Shoppers and cinephiles are flocking to queer stories this Pride season, and Adrian Chiarella’s Leviticus is turning heads , a tense Australian horror that mixes young gay love with an eerie supernatural threat, exploring homophobia in surprising, visceral ways. It’s one to watch when you want scares with heart.
Essential Takeaways
- Quick hook: Leviticus centres on two gay teens haunted by an entity that appears as the person they’re most attracted to, creating intense, intimate scares.
- Emotional core: The film examines homophobia in many forms , internalised, well-meaning and ugly , rather than just one obvious villain.
- Standout performances: Joe Bird and Mia Wasikowska bring quiet, brittle realism; the familial scenes feel lived-in and uneasy.
- Runtime and pacing: At about 88 minutes, it’s a compact, breathless watch that keeps momentum and dread.
- Mood note: Expect a moody Australian atmosphere, tender moments between boys and sudden, unsettling horror beats.
A fresh horror hook that feels personal and claustrophobic
Leviticus opens with a simple, chilling premise: something summoned to “fix” a boy’s sexuality instead becomes a menacing presence. That immediate, intimate danger gives the film a claustrophobic, almost suffocating feel, where attraction and fear are tangled. According to interviews with director Adrian Chiarella, the creature’s form , the person you’re most attracted to , was conceived as a direct metaphor for attempts to scare people away from their desires. It’s a neat subversion of the monster trope, and it lands with a quiet, sinister thud.
More than conversion therapy: a wider conversation on homophobia
It’s easy to read Leviticus as a direct critique of conversion therapy, but Chiarella has said he intended something broader, wanting to capture homophobia in its many shades. That means scenes where a mother thinks she’s protecting her child, or where social and cultural nudges shame desire, are as menacing as any ritual. This gives the film a layered emotional weight , you feel the love and the harm at the same time , and that’s what lifts it above a straight horror pastiche into something more resonant.
Small cast, big performances , intimacy drives the fear
The film keeps its focus tight: Joe Bird’s portrayal of one of the teens is quietly magnetic, and Mia Wasikowska as his mother brings a brittle, convincing concern that flips from tenderness to terror. Their interactions sell the emotional stakes, so when the supernatural intrudes it hurts in a human way. Reviews from outlets that saw early screenings praise the performances for grounding the more surreal moments, which makes the scares feel earned rather than gratuitous.
Short runtime, steady tension , perfect for a Pride night out
At roughly 88 minutes, Leviticus doesn’t overstay its welcome, and that compactness plays to its advantage. It builds dread efficiently, moves between tender queer beats and brutal horror set pieces, and keeps the focus on character rather than spectacle. For viewers who want a Pride-themed movie with bite , literal and emotional , it’s a tidy, effective choice that pairs well with post-movie debate over its themes.

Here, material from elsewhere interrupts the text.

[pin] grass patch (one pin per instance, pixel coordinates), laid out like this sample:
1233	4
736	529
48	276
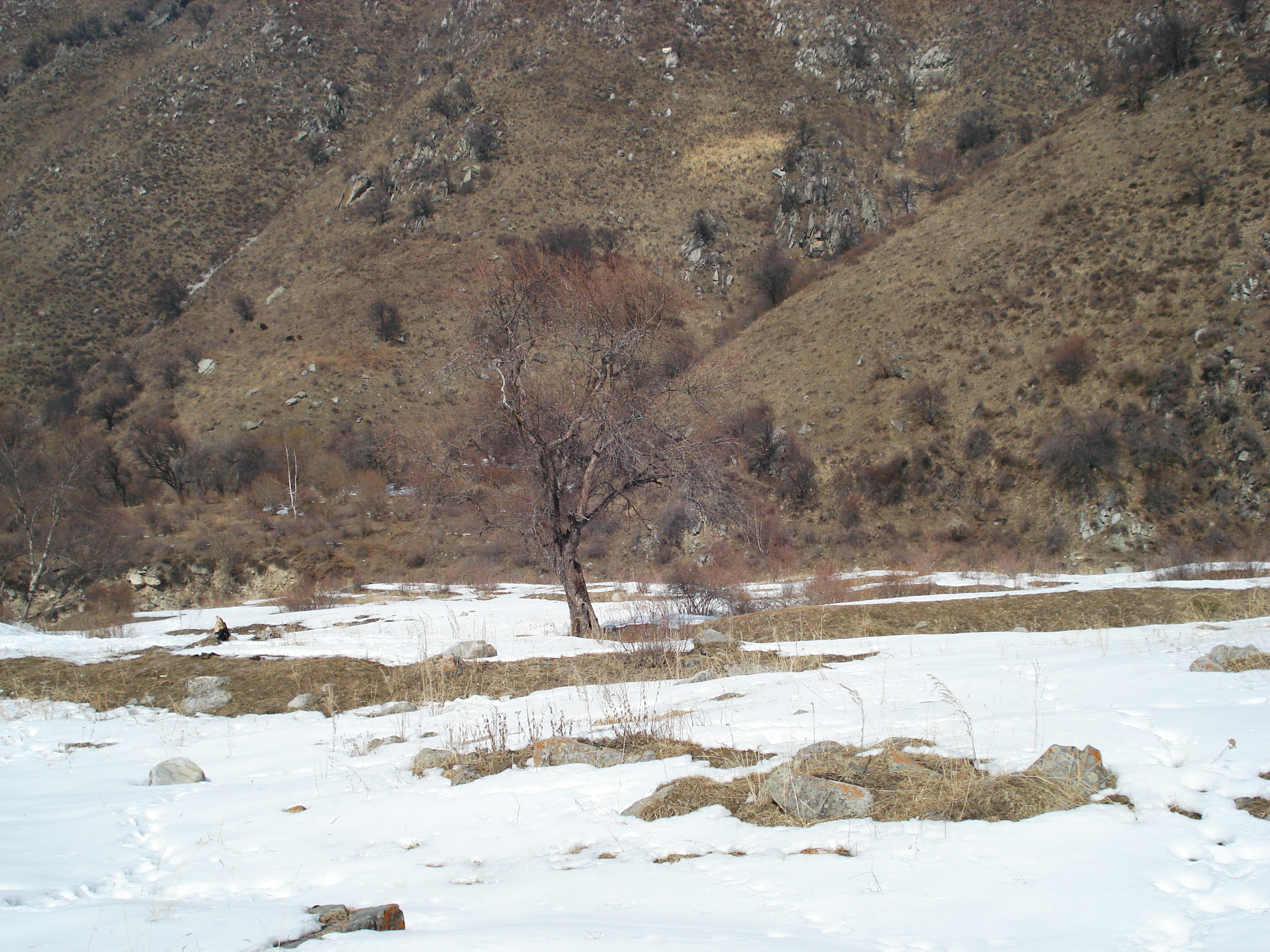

Where it sits in the current horror landscape
Summer 2026 has seen mainstream horror hits, and Leviticus offers something different: a queer-centred horror that isn’t just representation for the sake of it, but uses genre mechanics to interrogate prejudice. Critics and festival write-ups have flagged its originality; industry chatter suggests it could become a notable title among queer horror fans. Whether it becomes a box-office juggernaut or a cult favourite, it’s already staking a claim as a thoughtful, scary addition to this year’s slate.
It’s a small change that can make every scare mean something more.